All of QUDA's Dslash kernels are derived from a highly abstracted base class defined in include/dslash.h. This base class handles how each of the interior and exterior kernels are constructed at compile time, and also handles launching those kernels at run time, i.e., there is one launch function in the base class that every Dslash type calls. The specifics of each Dslash operator are defined in the files lib/dslash4_DSLASH_TYPE.cu (* see note at the end of this section) and include/kernels/dslash_DSLASH_TYPE.cuh where DSLASH_TYPE can be any of the types currently offered in QUDA. We enumerate them here as they appear in the library for clarity:

wilson
wilson_clover
wilson_clover_preconditioned
twisted_mass
twisted_mass_preconditioned
twisted_clover
twisted_clover_preconditioned
ndeg_twisted_mass
ndeg_twisted_mass_preconditioned
staggered
improved_staggered
domain_wall_4d
domain_wall_5d

A minor exception to this naming convention are the first and second order gauge covariant derivative operators which are not prepended with dslash. They appear as simply as

covDev
laplace

The splitting of abstracted, GPU oriented boiler-plate code in the Dslash base class and the code that represents the mathematics of the discrete operator allows the QUDA developer to better augment existing Dslash operators, or indeed create a brand new one. We shall use the well known Wilson operator defined in lib/dslash4_wilson.cu and include/dslash4_wilson.cuh as a pedagogical example on how to use this new framework.

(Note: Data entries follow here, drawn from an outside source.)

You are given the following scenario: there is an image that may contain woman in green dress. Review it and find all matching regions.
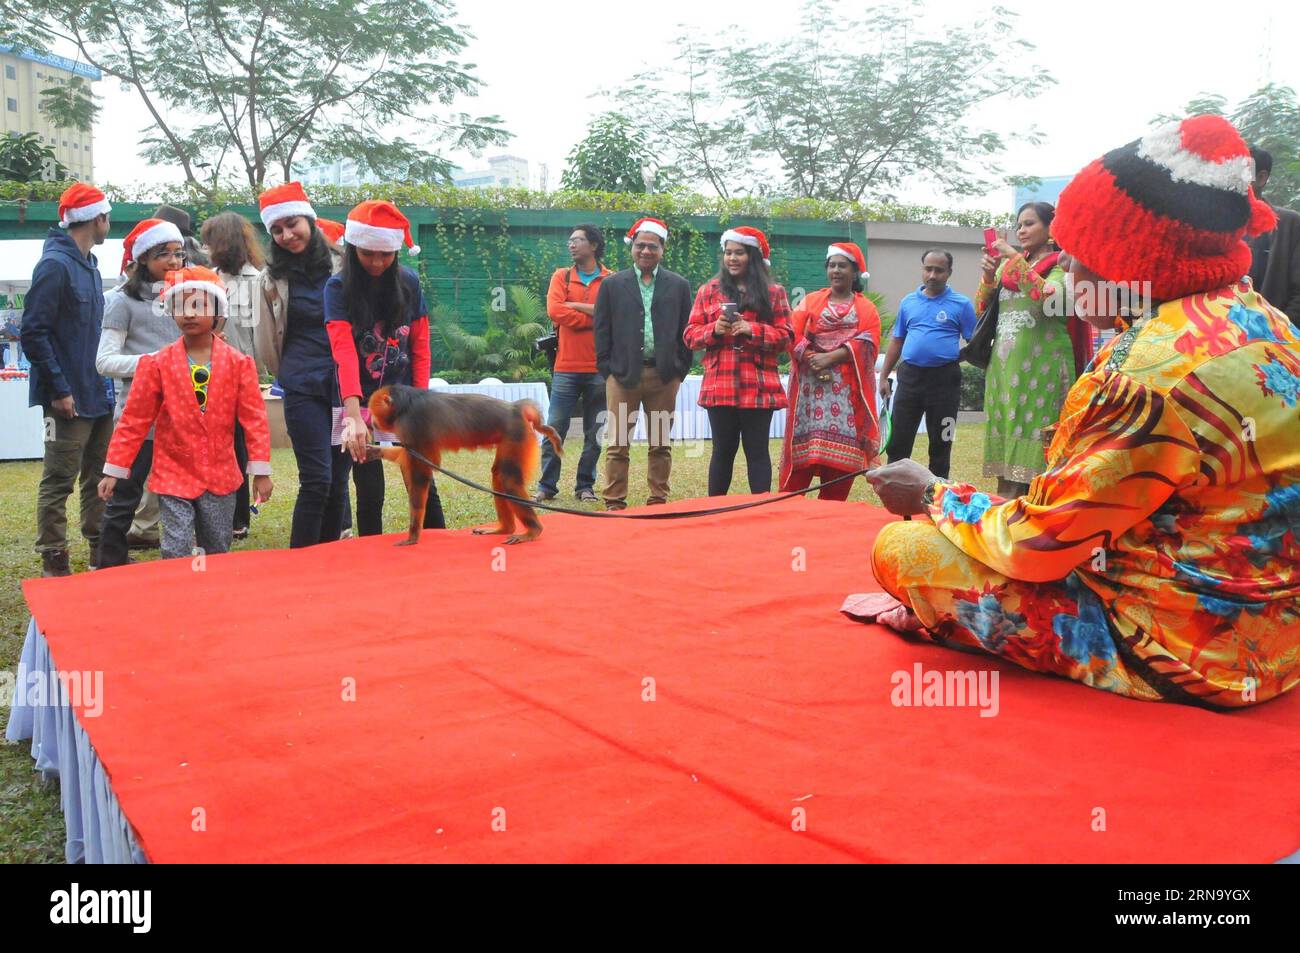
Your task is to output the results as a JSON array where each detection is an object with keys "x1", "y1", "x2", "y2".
[{"x1": 976, "y1": 201, "x2": 1074, "y2": 498}]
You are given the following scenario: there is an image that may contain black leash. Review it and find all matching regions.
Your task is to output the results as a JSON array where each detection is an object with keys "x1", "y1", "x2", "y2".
[{"x1": 384, "y1": 442, "x2": 875, "y2": 520}]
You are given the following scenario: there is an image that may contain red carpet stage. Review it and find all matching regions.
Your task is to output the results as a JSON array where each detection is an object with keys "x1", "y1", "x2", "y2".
[{"x1": 22, "y1": 496, "x2": 1300, "y2": 862}]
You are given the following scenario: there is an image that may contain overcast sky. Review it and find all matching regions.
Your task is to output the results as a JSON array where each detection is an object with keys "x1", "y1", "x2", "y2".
[{"x1": 87, "y1": 0, "x2": 1296, "y2": 212}]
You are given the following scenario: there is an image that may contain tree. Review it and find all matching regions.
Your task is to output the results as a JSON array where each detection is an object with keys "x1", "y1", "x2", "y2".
[
  {"x1": 434, "y1": 287, "x2": 550, "y2": 381},
  {"x1": 560, "y1": 113, "x2": 658, "y2": 193},
  {"x1": 612, "y1": 1, "x2": 1054, "y2": 202},
  {"x1": 0, "y1": 132, "x2": 66, "y2": 182},
  {"x1": 1155, "y1": 84, "x2": 1300, "y2": 209},
  {"x1": 0, "y1": 0, "x2": 510, "y2": 194},
  {"x1": 37, "y1": 76, "x2": 98, "y2": 132},
  {"x1": 614, "y1": 37, "x2": 754, "y2": 199}
]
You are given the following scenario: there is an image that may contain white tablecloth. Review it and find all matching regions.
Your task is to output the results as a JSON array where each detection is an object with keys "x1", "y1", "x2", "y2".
[
  {"x1": 0, "y1": 378, "x2": 45, "y2": 460},
  {"x1": 427, "y1": 381, "x2": 549, "y2": 423},
  {"x1": 629, "y1": 375, "x2": 788, "y2": 442},
  {"x1": 423, "y1": 374, "x2": 912, "y2": 443}
]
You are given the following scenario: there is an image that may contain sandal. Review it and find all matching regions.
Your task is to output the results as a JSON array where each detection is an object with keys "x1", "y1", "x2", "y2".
[{"x1": 576, "y1": 489, "x2": 599, "y2": 503}]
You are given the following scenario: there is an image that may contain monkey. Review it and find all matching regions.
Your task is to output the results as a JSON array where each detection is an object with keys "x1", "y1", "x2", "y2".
[{"x1": 364, "y1": 384, "x2": 564, "y2": 546}]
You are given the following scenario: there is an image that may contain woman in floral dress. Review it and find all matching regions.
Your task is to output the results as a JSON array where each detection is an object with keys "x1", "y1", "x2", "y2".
[{"x1": 977, "y1": 202, "x2": 1074, "y2": 498}]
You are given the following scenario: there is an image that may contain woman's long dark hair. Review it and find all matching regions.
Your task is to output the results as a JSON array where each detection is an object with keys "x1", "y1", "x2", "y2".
[
  {"x1": 266, "y1": 218, "x2": 334, "y2": 283},
  {"x1": 339, "y1": 243, "x2": 411, "y2": 341},
  {"x1": 717, "y1": 243, "x2": 773, "y2": 319}
]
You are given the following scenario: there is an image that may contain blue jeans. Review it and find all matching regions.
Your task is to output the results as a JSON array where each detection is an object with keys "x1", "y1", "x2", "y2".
[{"x1": 537, "y1": 372, "x2": 606, "y2": 496}]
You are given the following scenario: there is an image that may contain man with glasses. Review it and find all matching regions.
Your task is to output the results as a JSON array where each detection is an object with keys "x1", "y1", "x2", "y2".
[
  {"x1": 534, "y1": 224, "x2": 611, "y2": 503},
  {"x1": 593, "y1": 217, "x2": 694, "y2": 510},
  {"x1": 22, "y1": 183, "x2": 115, "y2": 576}
]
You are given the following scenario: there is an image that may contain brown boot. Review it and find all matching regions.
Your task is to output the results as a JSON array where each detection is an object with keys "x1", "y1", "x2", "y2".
[{"x1": 41, "y1": 550, "x2": 71, "y2": 577}]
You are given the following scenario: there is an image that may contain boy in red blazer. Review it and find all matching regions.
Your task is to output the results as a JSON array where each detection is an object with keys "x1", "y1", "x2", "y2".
[{"x1": 98, "y1": 267, "x2": 273, "y2": 560}]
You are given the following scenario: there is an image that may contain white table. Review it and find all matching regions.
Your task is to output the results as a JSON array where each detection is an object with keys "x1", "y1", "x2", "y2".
[
  {"x1": 427, "y1": 371, "x2": 913, "y2": 445},
  {"x1": 629, "y1": 375, "x2": 788, "y2": 442},
  {"x1": 426, "y1": 380, "x2": 550, "y2": 422},
  {"x1": 0, "y1": 378, "x2": 45, "y2": 460}
]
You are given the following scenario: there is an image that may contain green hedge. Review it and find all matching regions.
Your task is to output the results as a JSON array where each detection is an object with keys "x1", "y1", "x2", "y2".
[{"x1": 0, "y1": 179, "x2": 1012, "y2": 229}]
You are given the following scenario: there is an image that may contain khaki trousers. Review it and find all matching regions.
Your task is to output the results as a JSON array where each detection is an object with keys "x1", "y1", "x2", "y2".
[
  {"x1": 603, "y1": 366, "x2": 679, "y2": 507},
  {"x1": 35, "y1": 410, "x2": 112, "y2": 554}
]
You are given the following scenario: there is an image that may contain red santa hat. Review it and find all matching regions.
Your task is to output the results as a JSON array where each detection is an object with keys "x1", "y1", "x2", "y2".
[
  {"x1": 343, "y1": 200, "x2": 420, "y2": 256},
  {"x1": 160, "y1": 266, "x2": 228, "y2": 316},
  {"x1": 1053, "y1": 114, "x2": 1277, "y2": 302},
  {"x1": 825, "y1": 241, "x2": 868, "y2": 278},
  {"x1": 316, "y1": 217, "x2": 346, "y2": 245},
  {"x1": 258, "y1": 181, "x2": 316, "y2": 230},
  {"x1": 57, "y1": 182, "x2": 112, "y2": 229},
  {"x1": 720, "y1": 226, "x2": 771, "y2": 267},
  {"x1": 120, "y1": 218, "x2": 183, "y2": 276},
  {"x1": 624, "y1": 217, "x2": 669, "y2": 245}
]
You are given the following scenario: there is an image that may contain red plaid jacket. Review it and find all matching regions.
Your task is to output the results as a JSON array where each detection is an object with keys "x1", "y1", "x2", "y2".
[{"x1": 683, "y1": 278, "x2": 794, "y2": 409}]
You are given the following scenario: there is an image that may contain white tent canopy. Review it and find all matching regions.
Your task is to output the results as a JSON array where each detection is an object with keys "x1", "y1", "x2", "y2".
[{"x1": 0, "y1": 239, "x2": 127, "y2": 297}]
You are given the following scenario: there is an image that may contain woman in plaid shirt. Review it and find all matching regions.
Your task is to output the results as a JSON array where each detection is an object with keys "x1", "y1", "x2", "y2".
[{"x1": 684, "y1": 227, "x2": 794, "y2": 495}]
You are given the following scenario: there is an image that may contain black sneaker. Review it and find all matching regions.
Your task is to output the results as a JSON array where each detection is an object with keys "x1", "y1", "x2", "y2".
[{"x1": 41, "y1": 550, "x2": 71, "y2": 577}]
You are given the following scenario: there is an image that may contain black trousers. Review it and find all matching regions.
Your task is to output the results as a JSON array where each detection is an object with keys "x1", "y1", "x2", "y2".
[
  {"x1": 233, "y1": 423, "x2": 250, "y2": 532},
  {"x1": 706, "y1": 407, "x2": 775, "y2": 496},
  {"x1": 96, "y1": 438, "x2": 153, "y2": 569},
  {"x1": 885, "y1": 360, "x2": 962, "y2": 480},
  {"x1": 283, "y1": 392, "x2": 349, "y2": 549},
  {"x1": 344, "y1": 457, "x2": 445, "y2": 536}
]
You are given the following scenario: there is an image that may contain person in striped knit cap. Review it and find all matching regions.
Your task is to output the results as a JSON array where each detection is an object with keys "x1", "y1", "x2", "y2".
[{"x1": 859, "y1": 115, "x2": 1300, "y2": 709}]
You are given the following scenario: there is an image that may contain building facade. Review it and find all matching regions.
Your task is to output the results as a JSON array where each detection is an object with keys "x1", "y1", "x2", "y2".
[
  {"x1": 294, "y1": 157, "x2": 385, "y2": 188},
  {"x1": 0, "y1": 45, "x2": 98, "y2": 181},
  {"x1": 452, "y1": 154, "x2": 529, "y2": 189}
]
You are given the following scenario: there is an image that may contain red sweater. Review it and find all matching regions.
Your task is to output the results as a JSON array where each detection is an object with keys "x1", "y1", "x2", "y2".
[{"x1": 546, "y1": 265, "x2": 610, "y2": 373}]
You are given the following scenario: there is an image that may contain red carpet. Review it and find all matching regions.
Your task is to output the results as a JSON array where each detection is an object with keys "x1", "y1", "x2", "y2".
[{"x1": 23, "y1": 496, "x2": 1300, "y2": 863}]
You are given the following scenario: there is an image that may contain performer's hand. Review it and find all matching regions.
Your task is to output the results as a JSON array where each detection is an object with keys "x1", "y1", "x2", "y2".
[
  {"x1": 52, "y1": 394, "x2": 77, "y2": 419},
  {"x1": 879, "y1": 378, "x2": 892, "y2": 403},
  {"x1": 97, "y1": 476, "x2": 117, "y2": 502},
  {"x1": 252, "y1": 474, "x2": 273, "y2": 505},
  {"x1": 864, "y1": 459, "x2": 938, "y2": 516}
]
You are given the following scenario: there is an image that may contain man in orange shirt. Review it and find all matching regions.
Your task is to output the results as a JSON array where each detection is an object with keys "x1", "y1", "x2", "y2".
[{"x1": 535, "y1": 225, "x2": 611, "y2": 503}]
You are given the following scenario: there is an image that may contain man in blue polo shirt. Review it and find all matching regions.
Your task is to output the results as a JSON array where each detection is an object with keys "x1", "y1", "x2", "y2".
[{"x1": 877, "y1": 248, "x2": 976, "y2": 479}]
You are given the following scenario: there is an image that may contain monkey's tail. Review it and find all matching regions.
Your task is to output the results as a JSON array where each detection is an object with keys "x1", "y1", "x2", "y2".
[{"x1": 520, "y1": 400, "x2": 564, "y2": 457}]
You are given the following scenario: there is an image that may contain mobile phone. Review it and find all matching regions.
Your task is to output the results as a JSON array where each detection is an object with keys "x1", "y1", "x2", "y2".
[
  {"x1": 721, "y1": 301, "x2": 738, "y2": 322},
  {"x1": 983, "y1": 227, "x2": 999, "y2": 256}
]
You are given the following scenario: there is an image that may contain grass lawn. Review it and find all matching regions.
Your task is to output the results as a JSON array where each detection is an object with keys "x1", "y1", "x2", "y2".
[{"x1": 0, "y1": 423, "x2": 993, "y2": 863}]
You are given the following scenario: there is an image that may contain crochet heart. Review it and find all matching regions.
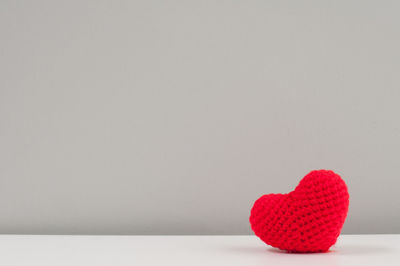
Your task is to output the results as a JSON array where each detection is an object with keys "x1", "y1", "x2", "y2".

(* the number 4 that appears in the name is a placeholder to separate the new code filenames from the old ones. When the legacy code is expunged from the library, the 4s will be removed.)

Wilson Dslash: A worked example.

In order to get a feel for how the new framework applies the fermion operator, we shall simply follow scope through the calling sequence, making a note of important features, then going back and expounding on those features in more detail. We shall delineate between features that are common to all the Dslash operators, and those that are specific to Wilson, in order to properly clarify the structure.

We start at the file dirac_wilson.cpp and the function

void DiracWilson::Dslash(...)

from which all calls to the Wilson dslash are initiated. A kernel call to ApplyWilson initiates the GPU kernel in lib/dslash4_wilson.cu. Aside from some perfunctory internal checks, this function calls the instantiate function defined in the base dslash class:

instantiate<WilsonApply, WilsonReconstruct>(out, in, U, a, x, parity, dagger, comm_override, profile);

Notice that this function is defined in the dslash.h file only and takes WilsonApply as a template parameter. This is the first call to a cascade of instantiate templates defined in dslash.h, which are essentially hidden from both the user, and a developer creating a new fermion operator. We shall return to the details of this template later. For now, it is sufficient to note that after this call to instantiate, scope switches to the WilsonApply function.